In #4: Scientists Who Can Code - Gone are the days when “techbio” simply meant pairing non-technical lab researchers with software engineering teams. In 2025, a new breed of scientist is emerging—one who can both design experiments and write Python scripts right at the bench. With modular tools, robust APIs, and user-friendly programming libraries, more scientific workflows can be automated by the very people doing the research. This closer coupling of bench work and code shortens the feedback loop from hypothesis to data to refinement. Rather than waiting for a dedicated engineering queue, scientists can script custom workflows, process data in real time, and tweak assays on the spot. The result is a more dynamic lab environment—one where the scientist-coder becomes a pivotal force in bridging experimental ideas and digital infrastructure.
Out #1: Microfluidics - A few years ago, microfluidics was heralded as a disruptive technology that would miniaturize entire labs onto chips.

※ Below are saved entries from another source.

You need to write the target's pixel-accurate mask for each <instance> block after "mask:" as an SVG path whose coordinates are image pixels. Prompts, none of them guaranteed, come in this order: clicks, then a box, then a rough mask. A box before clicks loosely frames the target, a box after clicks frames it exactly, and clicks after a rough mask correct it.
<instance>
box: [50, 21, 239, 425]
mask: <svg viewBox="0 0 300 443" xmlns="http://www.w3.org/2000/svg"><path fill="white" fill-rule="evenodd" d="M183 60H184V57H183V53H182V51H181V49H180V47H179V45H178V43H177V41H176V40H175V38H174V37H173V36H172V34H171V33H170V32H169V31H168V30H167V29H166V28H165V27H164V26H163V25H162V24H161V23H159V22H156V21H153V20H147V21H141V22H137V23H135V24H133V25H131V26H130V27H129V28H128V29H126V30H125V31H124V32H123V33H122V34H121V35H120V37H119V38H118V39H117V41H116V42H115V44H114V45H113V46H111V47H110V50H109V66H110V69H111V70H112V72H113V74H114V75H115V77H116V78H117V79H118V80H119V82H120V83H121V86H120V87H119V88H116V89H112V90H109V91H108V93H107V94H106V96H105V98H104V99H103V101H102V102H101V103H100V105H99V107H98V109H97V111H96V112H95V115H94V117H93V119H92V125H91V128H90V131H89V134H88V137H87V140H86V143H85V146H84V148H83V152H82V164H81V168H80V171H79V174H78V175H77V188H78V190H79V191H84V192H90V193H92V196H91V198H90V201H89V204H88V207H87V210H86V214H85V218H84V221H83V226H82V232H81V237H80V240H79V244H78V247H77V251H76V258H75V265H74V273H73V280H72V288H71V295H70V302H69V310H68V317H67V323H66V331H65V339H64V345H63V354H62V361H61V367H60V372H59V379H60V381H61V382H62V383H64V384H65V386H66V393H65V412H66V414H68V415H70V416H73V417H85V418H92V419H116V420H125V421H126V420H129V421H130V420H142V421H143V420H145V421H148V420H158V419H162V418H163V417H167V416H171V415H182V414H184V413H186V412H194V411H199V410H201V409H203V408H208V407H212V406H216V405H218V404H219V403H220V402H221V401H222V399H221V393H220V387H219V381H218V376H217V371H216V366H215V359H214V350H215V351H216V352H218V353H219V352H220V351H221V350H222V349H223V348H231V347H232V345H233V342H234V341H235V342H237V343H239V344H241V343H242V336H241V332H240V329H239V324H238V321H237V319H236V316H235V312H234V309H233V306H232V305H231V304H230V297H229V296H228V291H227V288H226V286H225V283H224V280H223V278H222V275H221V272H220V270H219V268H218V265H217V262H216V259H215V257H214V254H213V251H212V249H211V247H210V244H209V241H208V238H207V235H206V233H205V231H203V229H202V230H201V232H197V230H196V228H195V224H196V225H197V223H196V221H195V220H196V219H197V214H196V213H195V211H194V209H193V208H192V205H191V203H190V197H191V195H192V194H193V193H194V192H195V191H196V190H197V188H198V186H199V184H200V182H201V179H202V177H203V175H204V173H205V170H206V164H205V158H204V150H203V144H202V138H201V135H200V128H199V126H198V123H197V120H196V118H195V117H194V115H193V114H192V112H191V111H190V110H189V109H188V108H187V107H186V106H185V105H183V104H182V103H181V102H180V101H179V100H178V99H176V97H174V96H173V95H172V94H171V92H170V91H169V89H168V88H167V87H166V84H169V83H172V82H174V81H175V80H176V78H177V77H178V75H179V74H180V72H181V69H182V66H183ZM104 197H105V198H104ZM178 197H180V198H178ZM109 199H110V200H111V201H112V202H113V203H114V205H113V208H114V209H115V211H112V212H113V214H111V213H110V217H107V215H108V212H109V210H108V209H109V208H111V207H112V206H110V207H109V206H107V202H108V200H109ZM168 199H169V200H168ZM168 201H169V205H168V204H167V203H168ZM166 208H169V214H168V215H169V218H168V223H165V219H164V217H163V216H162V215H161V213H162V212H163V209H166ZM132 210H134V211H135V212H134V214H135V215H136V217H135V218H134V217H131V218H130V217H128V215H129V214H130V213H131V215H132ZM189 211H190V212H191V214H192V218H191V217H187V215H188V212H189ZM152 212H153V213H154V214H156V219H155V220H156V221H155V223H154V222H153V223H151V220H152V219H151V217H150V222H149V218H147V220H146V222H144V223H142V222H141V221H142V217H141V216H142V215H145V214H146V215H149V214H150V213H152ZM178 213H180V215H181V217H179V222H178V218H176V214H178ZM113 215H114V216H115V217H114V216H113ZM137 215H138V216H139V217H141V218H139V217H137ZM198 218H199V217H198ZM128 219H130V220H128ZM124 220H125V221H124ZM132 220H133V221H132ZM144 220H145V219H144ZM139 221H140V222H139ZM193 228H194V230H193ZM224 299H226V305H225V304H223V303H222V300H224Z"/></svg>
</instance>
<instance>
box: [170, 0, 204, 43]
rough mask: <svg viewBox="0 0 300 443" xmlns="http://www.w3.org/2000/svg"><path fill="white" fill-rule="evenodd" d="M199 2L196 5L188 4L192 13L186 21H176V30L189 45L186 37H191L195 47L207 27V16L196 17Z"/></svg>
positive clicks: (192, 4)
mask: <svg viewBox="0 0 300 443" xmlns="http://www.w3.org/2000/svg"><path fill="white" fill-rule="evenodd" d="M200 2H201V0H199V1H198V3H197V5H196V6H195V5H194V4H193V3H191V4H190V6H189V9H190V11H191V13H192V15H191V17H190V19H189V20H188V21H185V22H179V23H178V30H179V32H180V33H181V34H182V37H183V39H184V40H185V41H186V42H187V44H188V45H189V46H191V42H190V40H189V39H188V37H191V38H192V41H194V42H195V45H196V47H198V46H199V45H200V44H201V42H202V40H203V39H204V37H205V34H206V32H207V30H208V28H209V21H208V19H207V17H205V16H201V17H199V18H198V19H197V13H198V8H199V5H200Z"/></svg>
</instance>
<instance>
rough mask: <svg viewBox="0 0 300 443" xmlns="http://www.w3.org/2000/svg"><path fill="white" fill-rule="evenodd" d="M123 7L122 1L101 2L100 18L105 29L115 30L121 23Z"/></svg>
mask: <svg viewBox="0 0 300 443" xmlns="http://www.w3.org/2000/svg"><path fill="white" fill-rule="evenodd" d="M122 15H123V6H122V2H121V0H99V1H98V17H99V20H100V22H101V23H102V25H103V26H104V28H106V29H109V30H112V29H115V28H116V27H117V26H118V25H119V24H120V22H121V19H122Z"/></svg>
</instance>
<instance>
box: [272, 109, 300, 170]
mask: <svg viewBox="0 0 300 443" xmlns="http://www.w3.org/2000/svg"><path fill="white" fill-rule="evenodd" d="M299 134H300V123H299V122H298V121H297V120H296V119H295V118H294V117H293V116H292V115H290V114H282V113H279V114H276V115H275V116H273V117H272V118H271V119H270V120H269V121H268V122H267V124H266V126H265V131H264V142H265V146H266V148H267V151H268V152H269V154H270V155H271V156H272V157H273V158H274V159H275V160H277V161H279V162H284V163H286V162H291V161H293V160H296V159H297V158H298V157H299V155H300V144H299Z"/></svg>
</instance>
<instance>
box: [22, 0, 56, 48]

But despite undeniable advances in certain niche diagnostics, the broader promise of a universal “lab-on-a-chip” never quite panned out at large scale. High development costs, reliability challenges, and frequent design iterations made microfluidic setups too cumbersome for broad adoption, especially in big pharma workflows that rely on established instruments. While microfluidics has found its place in specialized assays—like single-cell analysis or point-of-care diagnostics—it no longer headlines the automation conversation the way it did in the late 2010s.
Out #2: Departmental Software Licensing - The Software-as-a-Service explosion of the past decade left many large pharmas with a patchwork of departmental licenses—think 20 different ELNs, LIMS, and analytics platforms scattered across R&D. But with budgets tightening and data fragmentation hampering cross-team collaboration, 2025 sees central IT teams reining in the chaos. It’s no longer efficient (or even feasible) to manage dozens of overlapping systems. Instead, organizations are converging on more unified platforms, enabling consistent data models, streamlined governance, and easier vendor management. While specialized solutions still exist, the trend is towards consolidating and integrating them via robust APIs—rather than letting each department spin up its own standalone software in a silo.
Out #3: Legacy Scientific Data Visualization Tools - Tools like JMP, Spotfire, and GraphPad once dominated scientific graphing and analysis, but their old-school interfaces and limited adaptability are starting to show their age. Over the past year or two, a surge of data visualization startups—many born out of the COVID-driven wave of bioinformatics innovation—have begun to break these legacy strongholds. The new tools offer slicker user experiences, real-time collaboration, and big-data readiness, allowing teams to handle everything from raw instrument signals to multi-omics data. Many also integrate seamlessly with laboratory automation platforms, letting users visualize data in context rather than exporting to separate apps. While the classic tools won’t vanish overnight, the momentum is clearly shifting to fresh entrants that combine modern UX with the flexibility and scale that life science research now demands.